Brecht Decancq Photography

Alex Zarnadi is perched atop a quad bike, downing yet another can of coke as one of his team applies a cold wet towel to the back of his neck to help cool him down. He's just completed his second race in the heat of a gloriously sunny day at Brands Hatch and he's clearly exhausted - "Man, it was tough" - but the famous smile is still there as he greets and chats to wellwishers and fans who have made a beeline for a real racing hero.

He looks no different to any other driver who's been stuck in a baking racing car for an hour or more but as I introduce him to my son, Zanardi asks if he'd like a photo and he hoists one of his legs over and across the bike. In that single awkward movement, you're reminded that here is a man who lost both his legs and nearly died after an horrific racing accident 13 years ago. What on earth is he doing still racing?

If you don't know Zanardi, he's a double Champ Car champion and former F1 driver, who is an inspiration to many for the way he determinedly came back to racing after his accident.
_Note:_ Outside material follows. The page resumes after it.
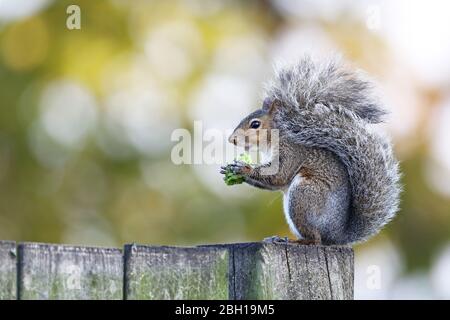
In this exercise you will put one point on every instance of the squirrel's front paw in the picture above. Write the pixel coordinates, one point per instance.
(240, 167)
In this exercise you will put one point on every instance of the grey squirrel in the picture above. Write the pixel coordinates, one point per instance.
(339, 178)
He then forged a new career as a Paralympic athlete, turning his hand (literally) to paracycling. His determination to succeed led to two handbike gold medals and a silver at the London 2012 Games, all three won at Brands Hatch.

Zanardi was back at Brands last weekend for the second round of the Blancpain Sprint Series, a championship for GT cars that he entered this year after an approach by long-term employers, BMW. Each race meeting consists of two one-hour races with two drivers sharing a car. Zanardi has special dispensation to race alone though because of the modifications that had to be made to his BMW Z4. The clutch and accelerator are operated by hand but he has to brake with his prosthetic legs, using his hip to apply pressure.

Alex Zanardi meets fans before his races at Brands Hatch

We watched from the cool of the tree-covered shade at Clearways as Zanardi started from 17th after a mishap in Sunday morning's race left him in last place on the grid for the second race. It was difficult to see how he could make up places such is the quality of the field, so to watch him force his way through the crowd of McLarens, Audis and Mercedes was a sight to behold, a master class in racecraft. He finished fifth, 24.5 seconds behind the winning duo of Hari Proczyk and Jeroen Bleekemolen in their Lamborghini FLII, reward for a determined recovery drive in difficult conditions as he tried to keep cool, something made more difficult because of his prosthetic legs.

"Man it was tough. At least with the handbike I could breath. It was literally like a pan fire... It was one of the toughest things I have done on wheels, either three or four."

Motorsport is sometimes seen as a rich man's sport and it's true that the Blancpain grid at Brands boasted a few million quid's worth of machinery, but there still has to be passion, desire and a determination to do better and Zanardi has that in spades. At the age of 47 most professional athletes have already hung up their boots and enjoying a well-earned rest but not Zanardi. As he recovered on Sunday afternoon, he was already thinking how to make up time through better cooling.

"At the beginning of the race it wasn't that bad because I had my cooling stuff, which was working, but then 25 minutes into the race it was arrivederci, so I just had to fight in the car. But we can make it better because there is a bigger bag available for cooling. Even if the car goes up five kilos that will turn into bigger tenths for us if I can cool my body down."

Like a true racer, Zanardi is always searching for those extra tenths, possibly hundredths, to give him that edge. We left Brands inspired and hoping he finds them for a long time to come.